Pair Trading with C Mer and Allot Communications

The main advantage of trading using opposite C Mer and Allot Communications positions is that it hedges away some unsystematic risk. Because of two separate transactions, even if C Mer position performs unexpectedly, Allot Communications can make up some of the losses. Pair trading also minimizes risk from directional movements in the market. For example, if an entire industry or sector drops because of unexpected headlines, the short position in Allot Communications will offset losses from the drop in Allot Communications' long position.
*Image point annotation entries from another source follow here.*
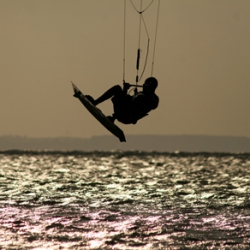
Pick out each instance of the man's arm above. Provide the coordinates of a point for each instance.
(126, 86)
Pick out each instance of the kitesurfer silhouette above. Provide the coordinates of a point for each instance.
(129, 109)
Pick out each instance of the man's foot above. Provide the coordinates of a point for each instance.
(111, 118)
(91, 99)
(77, 94)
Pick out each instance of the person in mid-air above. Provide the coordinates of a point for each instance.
(129, 109)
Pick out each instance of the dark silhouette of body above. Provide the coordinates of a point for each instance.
(129, 109)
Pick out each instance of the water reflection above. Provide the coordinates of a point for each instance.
(124, 200)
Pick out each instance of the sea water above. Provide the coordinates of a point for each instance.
(124, 200)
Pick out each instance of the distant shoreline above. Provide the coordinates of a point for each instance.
(162, 143)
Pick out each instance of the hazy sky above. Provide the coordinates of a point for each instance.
(202, 62)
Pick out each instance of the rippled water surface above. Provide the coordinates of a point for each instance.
(124, 200)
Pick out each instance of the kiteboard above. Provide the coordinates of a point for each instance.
(97, 113)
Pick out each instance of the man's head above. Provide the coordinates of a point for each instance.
(150, 85)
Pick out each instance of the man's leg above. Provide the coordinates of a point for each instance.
(113, 91)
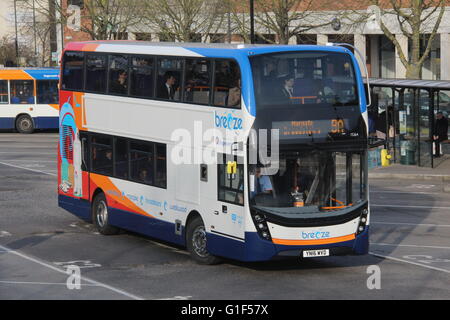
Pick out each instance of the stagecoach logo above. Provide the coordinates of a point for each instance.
(227, 121)
(64, 187)
(315, 235)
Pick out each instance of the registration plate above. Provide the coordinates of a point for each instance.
(316, 253)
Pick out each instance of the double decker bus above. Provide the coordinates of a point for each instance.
(240, 151)
(29, 99)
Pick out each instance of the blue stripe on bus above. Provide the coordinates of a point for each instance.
(46, 122)
(43, 74)
(78, 207)
(7, 123)
(151, 227)
(241, 55)
(253, 249)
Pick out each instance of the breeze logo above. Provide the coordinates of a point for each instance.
(315, 235)
(227, 121)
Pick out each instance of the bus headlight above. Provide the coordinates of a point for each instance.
(362, 221)
(261, 225)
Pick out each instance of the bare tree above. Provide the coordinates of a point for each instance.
(288, 18)
(185, 20)
(415, 18)
(111, 19)
(282, 18)
(8, 52)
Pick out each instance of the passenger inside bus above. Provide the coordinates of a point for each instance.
(233, 99)
(166, 89)
(263, 184)
(120, 86)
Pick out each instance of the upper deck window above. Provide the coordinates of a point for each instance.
(22, 91)
(3, 91)
(47, 92)
(169, 76)
(118, 74)
(142, 72)
(227, 84)
(73, 74)
(197, 84)
(96, 70)
(304, 78)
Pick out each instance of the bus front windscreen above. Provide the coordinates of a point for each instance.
(311, 99)
(309, 181)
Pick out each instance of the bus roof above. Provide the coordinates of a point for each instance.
(190, 49)
(29, 74)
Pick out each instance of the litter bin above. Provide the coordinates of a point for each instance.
(407, 152)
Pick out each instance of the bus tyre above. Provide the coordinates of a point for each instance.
(24, 124)
(196, 243)
(100, 216)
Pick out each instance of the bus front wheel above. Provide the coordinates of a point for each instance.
(100, 216)
(24, 124)
(196, 243)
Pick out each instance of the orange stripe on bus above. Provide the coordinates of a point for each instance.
(107, 186)
(313, 242)
(14, 75)
(90, 47)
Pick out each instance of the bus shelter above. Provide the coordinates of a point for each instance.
(402, 118)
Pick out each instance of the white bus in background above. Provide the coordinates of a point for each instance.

The idea behind C Mer Industries and Allot Communications pairs trading is to make the combined position market-neutral, meaning the overall market's direction will not affect its win or loss (or potential downside or upside). This can be achieved by designing a pairs trade with two highly correlated stocks or equities that operate in a similar space or sector, making it possible to obtain profits through simple and relatively low-risk investment.
Check out your portfolio center.
Note that this page's information should be used as a complementary analysis to find the right mix of equity instruments to add to your existing portfolios or create a brand new portfolio. You can also try the Crypto Correlations module to use cryptocurrency correlation module to diversify your cryptocurrency portfolio across multiple coins.